Richard rannte über den Steg und spürte einen Schuss an der Schulter, er geriet ins Stolpern, fing sich wieder und sprang auf das Boot. Die Schleuse öffnete sich mit einem gewaltigen Rauschen und die Schüsse prasselten auf das Boot. Mittlerweile war das Becken erhellt wie im Tageslicht.
Richard löste die Leine und das Boot wurde mit einem heftigen Ruck in Richtung der Schleuse gezogen. Richard fiel nach vorne und stieß sich den Kopf. Er hörte Gwen weinen und wollte sie gerne beruhigen.Das Boot drehte sich immer schneller. Dann wurde alles schwarz.
Als Richard die Augen öffnete, sah er gelb, dann denn hellblauen klaren Himmel durch ein kleines rundes Plastikfenster und dann wurde ihm schlecht. Er setzte sich aufrecht hin und begann zu würgen. Sie befanden sich in der Rettungskapsel des Bootes.
„Bitte nicht hier drin,“ sagte Susanna, die neben ihm saß und einen Verband um seine Schultern legte.
„Die Rettungskapsel. Sind sie uns nicht gefolgt?“
„Ich konnte dich gerade noch mit reinziehen, das Boot war am Sinken, sie haben es völlig durchlöchert. Inmitten des ganzen Plastikmülls ist ihnen die gelbe Kapsel nicht aufgefallen. Sie dachten wir sind mit dem Boot untergegangen.“
„Glaubst du wir schaffen es?“, fragte Richard und nahm Gwen auf den Arm.

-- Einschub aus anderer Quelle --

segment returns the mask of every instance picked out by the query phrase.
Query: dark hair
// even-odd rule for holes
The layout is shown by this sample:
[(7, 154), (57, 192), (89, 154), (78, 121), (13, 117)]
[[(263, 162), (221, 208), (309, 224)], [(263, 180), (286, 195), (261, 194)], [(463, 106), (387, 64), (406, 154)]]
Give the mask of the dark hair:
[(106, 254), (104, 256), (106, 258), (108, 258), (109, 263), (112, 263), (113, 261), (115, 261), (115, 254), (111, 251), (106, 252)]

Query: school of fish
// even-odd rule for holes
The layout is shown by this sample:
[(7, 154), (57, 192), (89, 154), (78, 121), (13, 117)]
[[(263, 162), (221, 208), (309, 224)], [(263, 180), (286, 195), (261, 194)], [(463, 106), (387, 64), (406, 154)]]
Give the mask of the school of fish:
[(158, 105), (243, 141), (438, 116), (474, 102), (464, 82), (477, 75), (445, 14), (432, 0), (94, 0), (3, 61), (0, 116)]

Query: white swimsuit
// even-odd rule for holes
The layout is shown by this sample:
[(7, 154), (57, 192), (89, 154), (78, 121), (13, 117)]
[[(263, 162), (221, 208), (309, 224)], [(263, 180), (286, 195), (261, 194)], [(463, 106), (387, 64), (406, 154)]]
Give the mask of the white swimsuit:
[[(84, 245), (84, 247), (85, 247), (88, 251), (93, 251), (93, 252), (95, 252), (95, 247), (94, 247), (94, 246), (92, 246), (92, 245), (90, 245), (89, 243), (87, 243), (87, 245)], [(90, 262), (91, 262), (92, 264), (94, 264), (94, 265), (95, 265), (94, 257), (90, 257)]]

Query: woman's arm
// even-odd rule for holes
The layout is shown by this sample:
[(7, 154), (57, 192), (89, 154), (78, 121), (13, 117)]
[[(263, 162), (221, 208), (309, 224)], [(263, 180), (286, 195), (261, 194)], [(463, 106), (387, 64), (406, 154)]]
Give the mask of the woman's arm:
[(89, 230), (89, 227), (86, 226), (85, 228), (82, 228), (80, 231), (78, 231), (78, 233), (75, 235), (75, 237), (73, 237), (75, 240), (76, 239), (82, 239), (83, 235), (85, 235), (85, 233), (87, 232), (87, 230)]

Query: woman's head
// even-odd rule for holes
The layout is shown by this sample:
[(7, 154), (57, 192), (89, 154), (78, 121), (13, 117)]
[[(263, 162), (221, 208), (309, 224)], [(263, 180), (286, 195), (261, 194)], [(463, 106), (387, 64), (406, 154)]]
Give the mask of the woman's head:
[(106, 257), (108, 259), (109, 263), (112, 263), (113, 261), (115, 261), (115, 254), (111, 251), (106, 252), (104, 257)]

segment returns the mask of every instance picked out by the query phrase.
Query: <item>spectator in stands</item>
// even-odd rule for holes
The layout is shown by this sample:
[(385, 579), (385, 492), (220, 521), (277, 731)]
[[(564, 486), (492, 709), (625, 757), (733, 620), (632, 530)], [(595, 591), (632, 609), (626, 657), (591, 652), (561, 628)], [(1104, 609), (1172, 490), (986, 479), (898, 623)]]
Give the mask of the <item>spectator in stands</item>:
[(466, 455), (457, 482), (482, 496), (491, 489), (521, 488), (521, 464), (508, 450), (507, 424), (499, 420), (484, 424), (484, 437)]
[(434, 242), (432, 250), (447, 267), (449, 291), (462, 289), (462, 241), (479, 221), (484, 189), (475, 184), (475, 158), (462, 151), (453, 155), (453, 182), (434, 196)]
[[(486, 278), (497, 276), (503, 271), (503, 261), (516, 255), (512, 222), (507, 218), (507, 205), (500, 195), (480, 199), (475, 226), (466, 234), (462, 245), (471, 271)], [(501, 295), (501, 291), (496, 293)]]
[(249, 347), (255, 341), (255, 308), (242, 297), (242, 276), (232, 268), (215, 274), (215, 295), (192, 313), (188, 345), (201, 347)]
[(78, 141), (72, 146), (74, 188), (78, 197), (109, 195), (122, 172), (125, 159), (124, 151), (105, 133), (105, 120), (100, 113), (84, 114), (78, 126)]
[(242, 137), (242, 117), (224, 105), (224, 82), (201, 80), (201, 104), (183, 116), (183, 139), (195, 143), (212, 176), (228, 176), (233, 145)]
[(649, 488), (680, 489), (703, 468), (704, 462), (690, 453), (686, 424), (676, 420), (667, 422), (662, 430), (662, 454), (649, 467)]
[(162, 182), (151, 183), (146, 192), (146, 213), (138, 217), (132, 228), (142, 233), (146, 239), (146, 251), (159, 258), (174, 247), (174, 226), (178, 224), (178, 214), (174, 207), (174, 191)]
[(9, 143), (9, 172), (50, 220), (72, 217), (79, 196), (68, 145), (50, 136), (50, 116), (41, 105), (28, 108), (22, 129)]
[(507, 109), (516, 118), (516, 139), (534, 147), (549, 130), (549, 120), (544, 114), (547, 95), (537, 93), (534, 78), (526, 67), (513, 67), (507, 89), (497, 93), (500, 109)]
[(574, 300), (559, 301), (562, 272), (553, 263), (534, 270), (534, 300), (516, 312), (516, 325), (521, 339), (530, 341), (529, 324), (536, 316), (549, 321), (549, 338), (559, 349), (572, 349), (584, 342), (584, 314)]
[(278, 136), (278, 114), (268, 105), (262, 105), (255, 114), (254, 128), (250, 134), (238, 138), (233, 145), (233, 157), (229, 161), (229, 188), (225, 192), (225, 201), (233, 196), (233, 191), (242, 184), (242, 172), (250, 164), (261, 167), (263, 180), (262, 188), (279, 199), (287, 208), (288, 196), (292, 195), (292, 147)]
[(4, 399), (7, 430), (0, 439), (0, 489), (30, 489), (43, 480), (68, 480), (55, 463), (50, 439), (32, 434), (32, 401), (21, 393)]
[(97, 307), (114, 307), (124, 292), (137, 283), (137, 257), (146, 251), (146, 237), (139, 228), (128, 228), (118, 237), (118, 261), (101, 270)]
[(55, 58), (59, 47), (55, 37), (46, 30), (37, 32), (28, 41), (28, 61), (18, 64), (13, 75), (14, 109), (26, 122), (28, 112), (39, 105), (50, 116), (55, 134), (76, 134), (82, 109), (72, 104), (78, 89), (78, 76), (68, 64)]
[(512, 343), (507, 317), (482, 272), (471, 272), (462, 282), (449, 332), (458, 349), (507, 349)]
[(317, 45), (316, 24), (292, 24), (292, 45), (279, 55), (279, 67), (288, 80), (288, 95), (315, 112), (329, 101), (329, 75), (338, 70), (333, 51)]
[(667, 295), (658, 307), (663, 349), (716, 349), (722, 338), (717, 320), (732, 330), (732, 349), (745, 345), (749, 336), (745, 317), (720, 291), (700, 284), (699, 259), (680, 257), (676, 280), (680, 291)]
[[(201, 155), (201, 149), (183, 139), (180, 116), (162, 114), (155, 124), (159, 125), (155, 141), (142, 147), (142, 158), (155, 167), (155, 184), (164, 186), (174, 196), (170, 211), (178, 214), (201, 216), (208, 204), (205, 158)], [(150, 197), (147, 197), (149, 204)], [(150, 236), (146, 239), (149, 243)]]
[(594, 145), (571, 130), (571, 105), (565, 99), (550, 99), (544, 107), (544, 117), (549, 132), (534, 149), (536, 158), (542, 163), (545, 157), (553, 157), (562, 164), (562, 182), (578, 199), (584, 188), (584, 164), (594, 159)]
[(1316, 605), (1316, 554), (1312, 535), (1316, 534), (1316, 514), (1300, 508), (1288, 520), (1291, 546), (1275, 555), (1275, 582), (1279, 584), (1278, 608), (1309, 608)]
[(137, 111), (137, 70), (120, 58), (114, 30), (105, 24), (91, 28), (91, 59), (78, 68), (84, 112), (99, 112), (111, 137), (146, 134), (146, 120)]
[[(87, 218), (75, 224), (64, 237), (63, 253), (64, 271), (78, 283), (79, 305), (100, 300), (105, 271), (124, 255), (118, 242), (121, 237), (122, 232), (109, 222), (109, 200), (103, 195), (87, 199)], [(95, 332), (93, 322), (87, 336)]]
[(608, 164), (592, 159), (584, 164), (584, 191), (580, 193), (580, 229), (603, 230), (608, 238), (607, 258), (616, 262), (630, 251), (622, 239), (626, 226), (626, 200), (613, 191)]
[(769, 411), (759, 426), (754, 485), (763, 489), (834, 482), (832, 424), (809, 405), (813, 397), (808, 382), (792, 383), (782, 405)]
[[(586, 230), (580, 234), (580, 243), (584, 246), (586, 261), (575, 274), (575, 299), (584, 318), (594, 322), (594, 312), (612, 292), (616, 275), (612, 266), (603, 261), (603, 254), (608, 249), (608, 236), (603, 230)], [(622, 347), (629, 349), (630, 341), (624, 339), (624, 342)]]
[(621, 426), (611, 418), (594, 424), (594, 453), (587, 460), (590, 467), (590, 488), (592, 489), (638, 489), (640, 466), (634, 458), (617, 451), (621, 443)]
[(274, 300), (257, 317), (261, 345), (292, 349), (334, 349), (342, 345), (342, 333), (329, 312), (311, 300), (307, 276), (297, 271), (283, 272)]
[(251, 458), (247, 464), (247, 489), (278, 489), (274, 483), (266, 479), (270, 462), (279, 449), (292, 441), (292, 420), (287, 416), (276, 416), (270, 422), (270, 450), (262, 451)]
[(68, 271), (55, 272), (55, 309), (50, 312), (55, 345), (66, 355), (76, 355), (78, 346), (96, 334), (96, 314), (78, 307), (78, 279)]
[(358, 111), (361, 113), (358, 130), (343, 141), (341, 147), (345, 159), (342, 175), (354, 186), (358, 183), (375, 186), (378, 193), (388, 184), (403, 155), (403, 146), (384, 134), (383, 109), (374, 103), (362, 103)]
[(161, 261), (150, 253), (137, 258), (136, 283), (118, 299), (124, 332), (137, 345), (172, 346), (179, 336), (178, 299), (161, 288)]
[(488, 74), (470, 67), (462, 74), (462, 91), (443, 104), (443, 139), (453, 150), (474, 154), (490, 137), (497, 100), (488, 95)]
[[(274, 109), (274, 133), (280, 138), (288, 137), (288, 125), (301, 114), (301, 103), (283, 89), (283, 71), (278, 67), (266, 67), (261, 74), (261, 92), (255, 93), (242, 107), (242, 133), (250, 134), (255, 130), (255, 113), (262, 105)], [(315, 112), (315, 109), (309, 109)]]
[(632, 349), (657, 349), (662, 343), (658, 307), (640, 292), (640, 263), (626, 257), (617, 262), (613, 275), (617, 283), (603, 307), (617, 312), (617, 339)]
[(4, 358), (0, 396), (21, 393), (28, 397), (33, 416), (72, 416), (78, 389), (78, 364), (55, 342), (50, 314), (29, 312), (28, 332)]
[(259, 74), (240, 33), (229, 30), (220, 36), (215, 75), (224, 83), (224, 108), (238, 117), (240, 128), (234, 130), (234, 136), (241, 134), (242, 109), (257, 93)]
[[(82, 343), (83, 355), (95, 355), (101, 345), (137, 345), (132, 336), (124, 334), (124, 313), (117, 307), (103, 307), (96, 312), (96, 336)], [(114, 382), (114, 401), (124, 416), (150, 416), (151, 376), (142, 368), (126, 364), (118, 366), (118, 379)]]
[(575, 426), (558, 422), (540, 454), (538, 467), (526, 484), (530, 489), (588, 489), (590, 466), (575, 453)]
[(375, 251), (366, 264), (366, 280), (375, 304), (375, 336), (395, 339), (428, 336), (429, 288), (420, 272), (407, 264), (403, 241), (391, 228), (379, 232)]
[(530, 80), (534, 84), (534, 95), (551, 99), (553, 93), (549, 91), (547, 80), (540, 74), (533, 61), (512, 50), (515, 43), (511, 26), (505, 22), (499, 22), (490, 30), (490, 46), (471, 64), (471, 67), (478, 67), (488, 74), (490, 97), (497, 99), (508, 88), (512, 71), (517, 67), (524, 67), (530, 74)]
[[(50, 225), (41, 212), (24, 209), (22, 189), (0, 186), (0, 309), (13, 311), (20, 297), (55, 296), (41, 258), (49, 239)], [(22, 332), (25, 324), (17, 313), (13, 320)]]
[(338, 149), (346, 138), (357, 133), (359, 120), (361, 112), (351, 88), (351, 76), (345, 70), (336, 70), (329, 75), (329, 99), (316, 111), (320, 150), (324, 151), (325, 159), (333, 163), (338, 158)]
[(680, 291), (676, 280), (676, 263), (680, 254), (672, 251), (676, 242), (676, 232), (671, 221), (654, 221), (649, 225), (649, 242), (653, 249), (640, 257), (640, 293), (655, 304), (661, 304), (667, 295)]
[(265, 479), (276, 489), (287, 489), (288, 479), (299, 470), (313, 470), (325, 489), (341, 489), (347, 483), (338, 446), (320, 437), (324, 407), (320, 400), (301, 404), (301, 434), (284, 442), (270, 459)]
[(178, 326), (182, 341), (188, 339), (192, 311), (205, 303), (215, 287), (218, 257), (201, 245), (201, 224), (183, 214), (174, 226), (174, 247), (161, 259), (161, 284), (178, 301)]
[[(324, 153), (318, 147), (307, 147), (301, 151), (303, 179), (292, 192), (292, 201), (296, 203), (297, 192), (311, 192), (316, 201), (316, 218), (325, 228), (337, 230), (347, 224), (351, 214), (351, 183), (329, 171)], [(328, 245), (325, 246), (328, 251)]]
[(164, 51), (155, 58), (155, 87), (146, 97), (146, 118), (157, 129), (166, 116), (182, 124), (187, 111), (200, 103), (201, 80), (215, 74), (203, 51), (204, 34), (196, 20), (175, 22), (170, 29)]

„Wasser und Vorräte werden eine Woche reichen. Wir haben einen Elektroantrieb über die kleine Solaranlage auf der Spitze der Kapsel. Wir haben einen Kompass und die Karte. Ich denke wir haben gute Chancen“, sagte sie.
Richard öffnete das Fenster in dem zeltartigen Innenraum und schaute in Richtung der Megacity. Ein schwerer schwarzer Koloss, der nun sehr klein wirkte. Die Rettungskapsel schaukelte in entgegengesetzte Richtung dem Horizont entgegen.